Health Reform, Violence and Blanket Warmers: The Status of Abortion on Roe V Wade Day

The 37th anniversary of Roe v Wade is one largely of disappointment for abortion rights supporters, especially given how many felt a year ago when Obama took office.

Carole Joffe is author of Dispatches from the Abortion Wars: The Costs of Fanaticism to Doctors, Patients, and the Rest of Us (forthcoming in early 2010).

Taking stock of where the abortion issue
stands at this, the 37th anniversary of Roe v Wade, its hard not to
conclude that the present moment is one largely of disappointment and
concern for abortion rights supporters. This disappointment is
especially poignant, given the exhilaration that many felt a year ago,
when Barack Obama took office. After eight long years of George W.
Bush, a presidency whose record on abortion and other reproductive
matters was so egregious, it is truly hard to parody (remember the
proposal to provide health care for fetuses, not the pregnant women carrying those fetuses, or abstinence programs aimed at 18-29 year olds?), there were high expectations, perhaps unrealistically so, for the Obama presidency.

To be sure, some good things in the reproductive realm have happened
in this new administration, particularly with respect to international
matters. The notorious global "gag rule," which prevented U.S. funding
for family planning services in countries or agencies that used their
own funds for abortion-related activities, was quickly overturned.
The State Department, under the leadership of Hillary Clinton, made
clear that abstinence promotion would no longer be a centerpiece of
this administration’s HIV-AIDS policy. Clinton herself recently gave a powerhouse of a speech,
in commemoration of the 15th anniversary of the landmark UN Conferences
in Cairo and Beijing in the mid-1990s, reaffirming the administration’s
commitment to the empowerment of women globally, and the crucial role
that reproductive health services play in this.

Domestically, however, there is much less to cheer about. Positions
in the federal bureaucracy that may be obscure, but which are central
to delivering good reproductive health care (and undoing the damage of
the Bush years), such as the deputy assistant secretary for population
affairs, the official in charge of all federally funded contraceptive
services, remain unfilled while the administration has focused
laser-like on health reform.

JoffeAnd
health reform, which hangs by a thread as I write these words
immediately after the Democrats lost their crucial 60th Senate vote,
has been a debacle as far as abortion is concerned. The still-
unresolved fights over the Stupak amendment, which would require women
wishing coverage for this procedure to purchase a separate rider, and
the Nelson "compromise" (unacceptable to hard core abortion opponents,
including the Democratic Congressman Stupak himself), which would allow
abortion coverage by insurance plans, but only if women write two
separate checks for their insurance–one for abortion, and one for
everything else–have made emphatically clear the cultural marginality
of abortion from the rest of health care.

But it is the rise of violence since the inauguration of Barack
Obama that is most upsetting to the abortion rights world. On Sunday
May 31, 2009, just weeks after the new president went to Notre Dame
University to plead for "common ground" on the abortion issue, Dr. George Tiller, an abortion provider in Kansas, was brutally assassinated in the lobby of his church.

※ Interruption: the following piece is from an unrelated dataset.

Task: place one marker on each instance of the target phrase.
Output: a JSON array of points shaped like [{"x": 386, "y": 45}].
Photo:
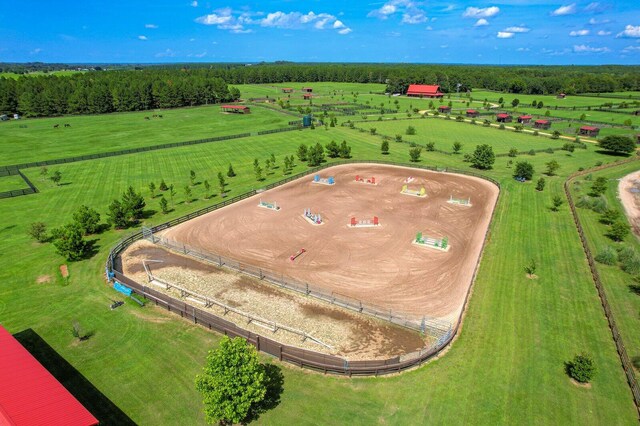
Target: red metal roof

Since Tiller’s murder, a number of abortion-providing clinics across
the country have reported an upsurge in violence and harassment. Most
ominously perhaps, in Charlotte, North Carolina, "wanted posters" have appeared outside a clinic,
bearing the pictures, names and work addresses of two of the physicians
that work there. In a celebrated case in the 1990s, the U.S. Court of
Appeals for the 9th Circuit held that similar (though not identically
worded) posters constituted a "threat of force" designed to intimidate
abortion providers and thus were not protected free speech. Patients
and staff at this clinic and others are subjected to protestors
swarming over their cars as they drive onto clinic grounds, and verbal
abuse– for example, "Satan will drink the blood of your babies" – delivered through microphones at deafening tones.

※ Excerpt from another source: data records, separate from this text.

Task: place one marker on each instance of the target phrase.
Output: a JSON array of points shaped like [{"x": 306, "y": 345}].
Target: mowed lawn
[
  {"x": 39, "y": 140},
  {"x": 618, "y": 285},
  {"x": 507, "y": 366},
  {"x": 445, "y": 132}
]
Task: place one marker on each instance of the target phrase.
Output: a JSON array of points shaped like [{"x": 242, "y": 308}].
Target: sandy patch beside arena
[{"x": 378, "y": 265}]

Meanwhile, on a listserv that I frequent, composed mainly of
abortion providers, participants are having a lively conversation
about. . . blanket warmers!

This conversation was initiated by a provider from the South who has
been battling cancer. As she recently communicated to her colleagues,
during a recent chemotherapy session she was given a warm blanket,
found that it "felt great" and now is exploring the best way to offer
this to her abortion patients.

To be sure, blanket warmers and the most cost effective way to
introduce them into the clinic are hardly the only topics being
discussed by this group. There are the usual threads of messages
pertaining to interesting and challenging cases, security concerns
(typically heightened around January 22), contemporary political
developments and so on. But as one who has watched with dismay the
unending controversies surrounding abortion, I find it deeply
reassuring–and moving–that in midst of this very volatile environment,
the health professionals on this list are staying the course, sharing
with each other ideas to improve the abortion experience for the women
who come to them, even warm blankets.